Monday, August 30, 2010


Here is something you don't see every day - a public protest in Riyadh. Teachers staged a sit in at the Ministry of Education on Saturday to protest a lack of jobs.

No one would talk to them. Dr. Saad Bin Saud Aal Fuhaid, Undersecretary for School Affairs in the Ministry of Education said such gatherings weren't the w
ay to go about things. He didn't describe the right way to go about things. Nor did he address the 10.5% unemployment rate.

They plan to return with more teachers in the future and behave in an inappropriate manner.

By the way for years now  Saudi Arabian female teachers have demanded the same pay and status as their male counterparts.  It is to be noted that male teachers have not supported these demands. 

Mona Abdul Aziz, spokeswoman for the campaign, said that while many were starting to support the campaign, there were many still hesitant to act.

“Many are reluctant to file a case against the Ministry of Education and the reason is always a woman’s husband, father or guardian who refuses to allow her to participate, saying she should be thankful she is getting paid,” Aziz said.

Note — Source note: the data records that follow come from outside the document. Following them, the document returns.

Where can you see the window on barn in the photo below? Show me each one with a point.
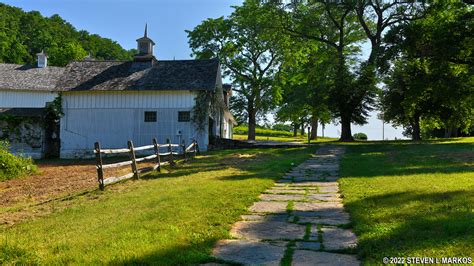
(184, 116)
(150, 116)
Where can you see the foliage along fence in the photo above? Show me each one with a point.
(192, 149)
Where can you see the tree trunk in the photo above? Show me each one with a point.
(252, 123)
(416, 129)
(346, 134)
(314, 127)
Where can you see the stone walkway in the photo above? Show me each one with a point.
(300, 219)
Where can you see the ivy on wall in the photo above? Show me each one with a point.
(208, 103)
(28, 129)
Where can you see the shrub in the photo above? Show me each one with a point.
(243, 130)
(12, 166)
(360, 136)
(282, 127)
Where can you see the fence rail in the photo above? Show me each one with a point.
(192, 149)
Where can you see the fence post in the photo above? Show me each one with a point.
(184, 150)
(170, 150)
(133, 159)
(194, 147)
(157, 152)
(100, 171)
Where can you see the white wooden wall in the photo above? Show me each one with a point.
(142, 99)
(25, 99)
(112, 118)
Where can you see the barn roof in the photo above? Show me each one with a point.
(133, 75)
(28, 77)
(113, 75)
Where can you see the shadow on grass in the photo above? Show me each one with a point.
(414, 224)
(256, 162)
(396, 159)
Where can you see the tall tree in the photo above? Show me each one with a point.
(23, 34)
(432, 74)
(342, 26)
(248, 52)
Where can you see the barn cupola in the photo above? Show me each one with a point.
(145, 47)
(42, 59)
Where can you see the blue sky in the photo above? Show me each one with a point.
(124, 21)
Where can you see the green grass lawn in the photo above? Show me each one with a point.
(172, 218)
(299, 138)
(411, 199)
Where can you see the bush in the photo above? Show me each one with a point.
(12, 166)
(282, 127)
(243, 130)
(360, 136)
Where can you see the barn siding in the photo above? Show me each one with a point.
(25, 99)
(115, 117)
(142, 99)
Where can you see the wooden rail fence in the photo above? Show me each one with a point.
(192, 149)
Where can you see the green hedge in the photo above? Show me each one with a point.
(243, 130)
(360, 136)
(12, 166)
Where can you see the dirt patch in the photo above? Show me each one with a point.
(55, 181)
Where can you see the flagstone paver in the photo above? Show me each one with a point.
(337, 238)
(249, 252)
(311, 258)
(298, 212)
(269, 206)
(267, 230)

The following is from Arab News.

Jobless Arabic language teachers stage protest

RIYADH: Hundreds of Arabic language teachers gathered Saturday from 8 a.m. until 6 p.m. in front of the Ministry of Education here demanding jobs. Some of the teachers have been without work for seven years.
Over 12,000 graduates from different universities of the Kingdom share the same distress. The ministry did not respond to the teachers' demands, which according to Tariq, a 2006 graduate, are simple: "We just want a job, a decent life, a life!"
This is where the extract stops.